ECN is the acronym for Electronic Communications Network. This term is often used in financial circles to represent a type of computer system that facilitates the trading of financial products outside of stock exchanges. Currencies and stocks are the main products that are traded on ECNs. ECNs came into being in 1998 when the SEC sanctioned their conception. The SEC stands for the United States Securities and Exchange Commission, an independent agency of the United States Government. This body has the chief responsibility for regulating the securities industry and implementing the federal laws, the nations stock and options exchanges and other electronic securities markets.

ECNs lower transaction costs thereby increasing competition among firms that trade. Additionally clients have full access to their order books and ECN tenders order matching outside of conventional exchange hours.

Persons who wish to trade with an ECN must get enlisted as a subscriber or have an active account with a broker that is able to give direct access trading. Orders may be inputted via a custom network protocols or computer terminal on ECN. Contra –side orders are then matched by ECN for execution. A sell order is classified as a contra – side to a buy – order with the same price and share count. All unmatched orders will then be posted for viewing by other subscribers by ECN. Usually all buyers and sellers are not known, the trade execution will list the ECN as the party.

There are some ECNs that may offer additional features to subscribers such as reserve size, pegging, and negotiation. Subscribers may also have access to the entire ECN book which has all the vital real time market information they need for depth of trading interest.

With the emergence of electronic trading venues such Electronic Communications Networks, individual investors were better able to trade after hours. Theoretically investors, regardless of who they are, and once they have access to an electronic communications network, are able to trade in the after hours market place.
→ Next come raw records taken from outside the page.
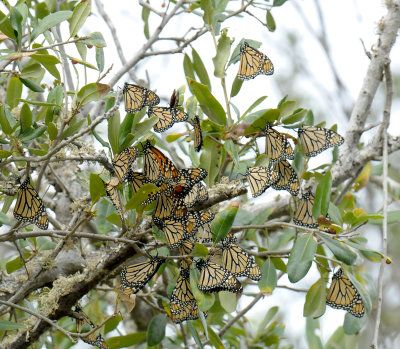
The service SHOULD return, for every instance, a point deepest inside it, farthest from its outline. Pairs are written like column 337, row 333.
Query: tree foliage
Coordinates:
column 63, row 129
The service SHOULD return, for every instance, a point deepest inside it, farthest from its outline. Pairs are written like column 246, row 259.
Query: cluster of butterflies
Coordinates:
column 179, row 191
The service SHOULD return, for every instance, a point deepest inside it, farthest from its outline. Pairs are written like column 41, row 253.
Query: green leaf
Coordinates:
column 270, row 115
column 278, row 3
column 222, row 56
column 232, row 150
column 14, row 91
column 49, row 63
column 52, row 131
column 113, row 131
column 50, row 21
column 271, row 313
column 9, row 325
column 270, row 21
column 79, row 16
column 222, row 223
column 5, row 153
column 315, row 299
column 215, row 341
column 92, row 92
column 195, row 334
column 208, row 103
column 126, row 341
column 200, row 250
column 100, row 58
column 200, row 69
column 301, row 257
column 268, row 279
column 339, row 249
column 73, row 128
column 5, row 26
column 5, row 125
column 297, row 116
column 25, row 117
column 141, row 195
column 14, row 265
column 236, row 86
column 32, row 85
column 208, row 8
column 323, row 195
column 112, row 324
column 312, row 327
column 95, row 39
column 228, row 301
column 156, row 329
column 31, row 134
column 210, row 160
column 96, row 187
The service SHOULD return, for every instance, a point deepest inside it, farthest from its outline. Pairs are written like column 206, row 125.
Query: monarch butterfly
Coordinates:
column 29, row 206
column 277, row 147
column 253, row 63
column 197, row 194
column 317, row 139
column 123, row 161
column 238, row 262
column 303, row 215
column 287, row 179
column 112, row 193
column 156, row 164
column 197, row 134
column 260, row 179
column 342, row 294
column 182, row 303
column 214, row 278
column 136, row 180
column 177, row 230
column 186, row 180
column 137, row 97
column 90, row 339
column 136, row 276
column 187, row 246
column 168, row 116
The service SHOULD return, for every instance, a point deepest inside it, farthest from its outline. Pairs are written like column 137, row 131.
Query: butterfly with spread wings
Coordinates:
column 182, row 302
column 136, row 276
column 138, row 97
column 342, row 294
column 156, row 165
column 214, row 278
column 253, row 63
column 287, row 177
column 123, row 162
column 277, row 146
column 29, row 206
column 238, row 262
column 83, row 321
column 317, row 139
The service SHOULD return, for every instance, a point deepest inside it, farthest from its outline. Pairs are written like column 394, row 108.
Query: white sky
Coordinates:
column 346, row 23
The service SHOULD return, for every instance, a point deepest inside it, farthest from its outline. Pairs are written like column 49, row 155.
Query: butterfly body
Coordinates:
column 137, row 97
column 29, row 206
column 342, row 294
column 253, row 63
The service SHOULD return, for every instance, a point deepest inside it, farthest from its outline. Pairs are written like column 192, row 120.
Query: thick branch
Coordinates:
column 349, row 158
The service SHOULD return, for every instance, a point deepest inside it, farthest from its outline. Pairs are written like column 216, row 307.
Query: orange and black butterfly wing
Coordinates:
column 29, row 206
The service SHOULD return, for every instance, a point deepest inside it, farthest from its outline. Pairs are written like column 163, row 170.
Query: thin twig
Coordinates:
column 384, row 127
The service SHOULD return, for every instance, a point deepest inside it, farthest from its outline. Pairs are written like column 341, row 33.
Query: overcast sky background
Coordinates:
column 346, row 23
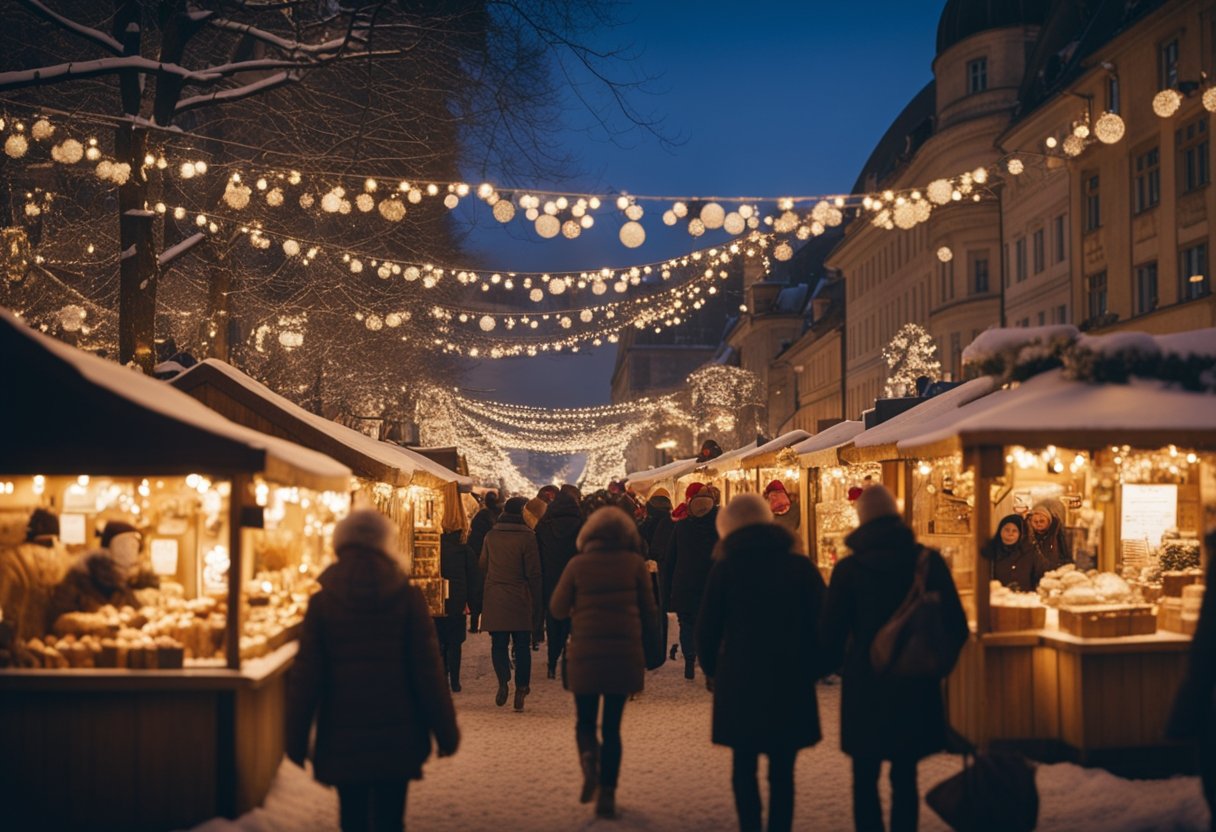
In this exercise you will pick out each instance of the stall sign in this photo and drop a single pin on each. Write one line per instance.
(1148, 512)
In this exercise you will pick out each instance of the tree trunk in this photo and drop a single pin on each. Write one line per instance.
(139, 266)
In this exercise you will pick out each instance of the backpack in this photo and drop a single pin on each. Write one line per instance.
(912, 644)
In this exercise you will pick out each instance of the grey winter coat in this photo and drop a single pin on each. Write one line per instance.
(513, 595)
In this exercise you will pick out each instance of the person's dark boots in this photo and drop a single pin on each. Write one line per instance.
(606, 804)
(589, 759)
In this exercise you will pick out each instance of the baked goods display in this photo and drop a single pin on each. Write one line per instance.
(170, 631)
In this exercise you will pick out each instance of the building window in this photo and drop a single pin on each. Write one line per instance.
(946, 280)
(1146, 288)
(1096, 292)
(1167, 65)
(1147, 190)
(1193, 277)
(1092, 201)
(1192, 144)
(977, 76)
(980, 274)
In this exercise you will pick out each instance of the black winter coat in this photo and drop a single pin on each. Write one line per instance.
(1051, 545)
(557, 535)
(457, 565)
(483, 522)
(688, 563)
(658, 530)
(882, 717)
(756, 637)
(369, 669)
(1194, 708)
(1019, 566)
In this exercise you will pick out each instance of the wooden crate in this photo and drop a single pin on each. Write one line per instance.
(1105, 620)
(1005, 619)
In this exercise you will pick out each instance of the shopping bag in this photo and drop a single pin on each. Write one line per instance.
(995, 792)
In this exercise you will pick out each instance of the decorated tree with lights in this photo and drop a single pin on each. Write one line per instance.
(908, 357)
(409, 88)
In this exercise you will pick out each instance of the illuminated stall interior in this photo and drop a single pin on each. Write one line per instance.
(410, 489)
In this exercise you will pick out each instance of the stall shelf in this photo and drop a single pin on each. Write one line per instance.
(1097, 700)
(140, 749)
(411, 489)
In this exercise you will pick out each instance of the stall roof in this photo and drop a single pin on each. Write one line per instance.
(879, 442)
(821, 450)
(1053, 410)
(766, 454)
(235, 394)
(69, 412)
(727, 461)
(643, 481)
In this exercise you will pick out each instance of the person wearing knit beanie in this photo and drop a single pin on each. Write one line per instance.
(742, 511)
(876, 501)
(365, 528)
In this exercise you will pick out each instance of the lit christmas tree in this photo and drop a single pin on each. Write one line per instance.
(910, 355)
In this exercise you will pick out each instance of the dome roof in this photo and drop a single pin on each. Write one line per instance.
(962, 18)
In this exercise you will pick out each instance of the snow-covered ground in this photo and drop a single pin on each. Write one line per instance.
(519, 771)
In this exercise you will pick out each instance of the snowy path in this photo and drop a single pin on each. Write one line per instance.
(519, 771)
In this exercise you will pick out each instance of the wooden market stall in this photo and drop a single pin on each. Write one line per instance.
(665, 477)
(1086, 667)
(825, 478)
(950, 532)
(405, 485)
(167, 715)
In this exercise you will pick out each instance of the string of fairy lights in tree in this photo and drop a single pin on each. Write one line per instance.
(714, 398)
(474, 330)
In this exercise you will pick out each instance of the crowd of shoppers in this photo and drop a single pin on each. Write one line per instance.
(594, 578)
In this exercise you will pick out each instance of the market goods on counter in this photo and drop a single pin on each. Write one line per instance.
(1014, 611)
(169, 631)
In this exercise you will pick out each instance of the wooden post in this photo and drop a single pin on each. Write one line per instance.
(232, 635)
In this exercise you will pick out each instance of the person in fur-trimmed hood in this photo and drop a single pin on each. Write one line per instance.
(882, 718)
(369, 672)
(1046, 522)
(756, 637)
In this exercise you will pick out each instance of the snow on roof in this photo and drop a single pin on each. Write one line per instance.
(1197, 342)
(990, 343)
(394, 456)
(910, 421)
(781, 443)
(163, 399)
(727, 461)
(833, 437)
(645, 479)
(1051, 409)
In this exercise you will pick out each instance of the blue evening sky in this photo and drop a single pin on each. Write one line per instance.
(770, 99)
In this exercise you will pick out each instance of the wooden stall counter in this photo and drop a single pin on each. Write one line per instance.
(140, 749)
(1058, 696)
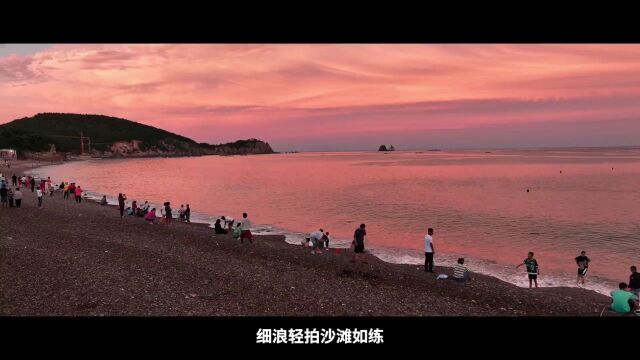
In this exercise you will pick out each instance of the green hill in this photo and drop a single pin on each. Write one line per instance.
(63, 130)
(38, 133)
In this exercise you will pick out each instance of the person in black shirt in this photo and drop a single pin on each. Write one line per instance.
(634, 281)
(583, 266)
(218, 228)
(358, 242)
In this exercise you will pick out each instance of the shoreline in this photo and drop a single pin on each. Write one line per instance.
(393, 255)
(289, 275)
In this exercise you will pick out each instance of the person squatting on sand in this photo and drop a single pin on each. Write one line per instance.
(245, 225)
(17, 197)
(532, 268)
(583, 266)
(358, 242)
(429, 251)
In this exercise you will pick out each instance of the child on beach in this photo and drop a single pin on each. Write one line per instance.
(181, 213)
(167, 213)
(39, 194)
(532, 269)
(151, 216)
(326, 239)
(78, 192)
(121, 198)
(583, 266)
(217, 227)
(246, 229)
(17, 197)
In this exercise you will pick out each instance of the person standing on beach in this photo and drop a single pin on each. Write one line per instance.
(181, 212)
(39, 194)
(78, 194)
(583, 266)
(72, 190)
(4, 192)
(17, 197)
(246, 229)
(358, 242)
(326, 239)
(10, 196)
(316, 238)
(532, 269)
(151, 216)
(121, 199)
(634, 281)
(187, 214)
(167, 213)
(460, 272)
(237, 232)
(429, 251)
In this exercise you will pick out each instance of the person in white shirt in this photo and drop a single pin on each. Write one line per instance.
(429, 251)
(39, 194)
(246, 229)
(460, 272)
(316, 237)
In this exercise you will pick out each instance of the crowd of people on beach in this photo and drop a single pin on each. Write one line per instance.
(625, 299)
(11, 193)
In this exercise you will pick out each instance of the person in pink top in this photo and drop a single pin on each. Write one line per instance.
(78, 193)
(151, 216)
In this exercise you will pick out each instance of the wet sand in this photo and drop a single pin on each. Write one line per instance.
(84, 259)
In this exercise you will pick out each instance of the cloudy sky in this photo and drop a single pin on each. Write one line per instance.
(340, 97)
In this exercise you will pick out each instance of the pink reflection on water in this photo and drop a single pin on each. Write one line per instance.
(476, 202)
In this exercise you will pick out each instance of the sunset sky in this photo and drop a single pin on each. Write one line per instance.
(341, 97)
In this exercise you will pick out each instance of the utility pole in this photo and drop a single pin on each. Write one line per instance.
(81, 144)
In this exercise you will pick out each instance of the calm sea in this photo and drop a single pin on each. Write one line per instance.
(581, 199)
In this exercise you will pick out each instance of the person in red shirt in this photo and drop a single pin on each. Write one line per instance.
(78, 192)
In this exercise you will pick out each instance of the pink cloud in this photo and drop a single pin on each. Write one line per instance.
(220, 92)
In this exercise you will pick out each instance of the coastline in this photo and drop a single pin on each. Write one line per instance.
(73, 263)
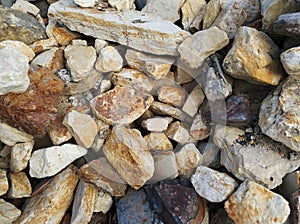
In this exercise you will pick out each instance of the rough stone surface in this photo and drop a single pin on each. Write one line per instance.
(17, 25)
(154, 34)
(254, 57)
(82, 127)
(121, 105)
(52, 203)
(252, 203)
(279, 116)
(83, 204)
(127, 152)
(20, 155)
(13, 71)
(188, 159)
(213, 185)
(193, 50)
(49, 161)
(20, 186)
(100, 173)
(80, 60)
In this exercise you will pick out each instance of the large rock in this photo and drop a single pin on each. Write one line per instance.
(49, 161)
(121, 105)
(279, 116)
(13, 71)
(132, 28)
(252, 203)
(128, 153)
(17, 25)
(254, 57)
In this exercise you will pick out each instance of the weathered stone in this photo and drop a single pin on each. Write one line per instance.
(290, 60)
(127, 152)
(3, 182)
(158, 141)
(20, 186)
(49, 161)
(157, 124)
(213, 185)
(266, 162)
(155, 66)
(84, 201)
(279, 114)
(254, 57)
(133, 78)
(132, 28)
(52, 203)
(13, 71)
(37, 108)
(121, 105)
(8, 212)
(100, 173)
(252, 203)
(82, 127)
(20, 46)
(167, 10)
(20, 155)
(80, 60)
(193, 50)
(188, 159)
(17, 25)
(103, 202)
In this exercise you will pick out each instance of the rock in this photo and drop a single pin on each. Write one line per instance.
(154, 66)
(80, 60)
(133, 78)
(167, 10)
(213, 185)
(3, 182)
(17, 25)
(84, 201)
(20, 155)
(53, 159)
(279, 116)
(121, 105)
(9, 213)
(193, 50)
(20, 46)
(20, 186)
(103, 202)
(127, 152)
(156, 124)
(13, 71)
(252, 203)
(37, 108)
(52, 59)
(132, 28)
(158, 141)
(290, 60)
(109, 60)
(188, 159)
(82, 127)
(52, 203)
(193, 101)
(266, 162)
(10, 136)
(254, 58)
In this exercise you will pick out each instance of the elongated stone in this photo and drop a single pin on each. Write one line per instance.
(135, 29)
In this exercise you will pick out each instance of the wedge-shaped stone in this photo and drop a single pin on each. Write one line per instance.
(127, 152)
(132, 28)
(49, 161)
(121, 105)
(252, 203)
(52, 203)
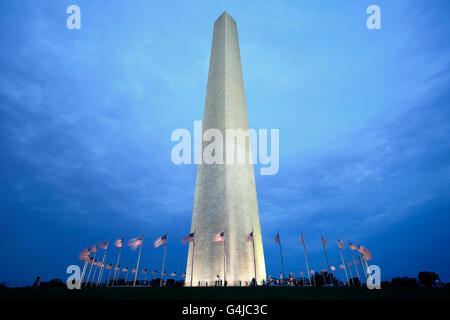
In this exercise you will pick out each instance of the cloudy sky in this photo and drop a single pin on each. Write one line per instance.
(86, 117)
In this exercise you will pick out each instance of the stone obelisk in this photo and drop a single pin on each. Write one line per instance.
(225, 194)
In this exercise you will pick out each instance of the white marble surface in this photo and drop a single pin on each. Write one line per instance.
(225, 195)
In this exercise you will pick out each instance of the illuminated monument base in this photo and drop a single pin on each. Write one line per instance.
(225, 194)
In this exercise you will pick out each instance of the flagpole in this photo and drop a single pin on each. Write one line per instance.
(90, 268)
(281, 254)
(254, 255)
(306, 259)
(192, 264)
(325, 252)
(84, 268)
(100, 275)
(117, 264)
(93, 276)
(367, 266)
(139, 257)
(164, 260)
(109, 275)
(362, 266)
(345, 267)
(224, 260)
(354, 262)
(351, 274)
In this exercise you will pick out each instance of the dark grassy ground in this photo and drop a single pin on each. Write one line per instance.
(259, 293)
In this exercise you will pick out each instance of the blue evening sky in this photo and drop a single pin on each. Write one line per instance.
(86, 117)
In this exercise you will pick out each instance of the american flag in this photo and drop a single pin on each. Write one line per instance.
(189, 237)
(277, 237)
(103, 245)
(324, 241)
(135, 242)
(160, 241)
(366, 253)
(220, 237)
(84, 255)
(119, 243)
Anyone wishing to participate in the after hours trading sessions must be affiliated with a brokerage firm that has an ECN or has access to one or more ECNs. The following are examples of ECNs

  • Market
  • Island
  • Archipelago
  • Instinet
  • XT

There are some ECNs that are legalized exchanges while others are minor broker – dealers and others are not legal. This is very important to note and understand.

The fee structure of an ECN can be grouped into two basic structures which have advantages unique to both these are:

Classic Structure – This structure usually entice liquidity removers

Credit Structure or rebate structure – This structure attracts liquidity providers.

Both are relevant in the creation of a market, hence it is vital that ECNs select their fee structures with extreme care.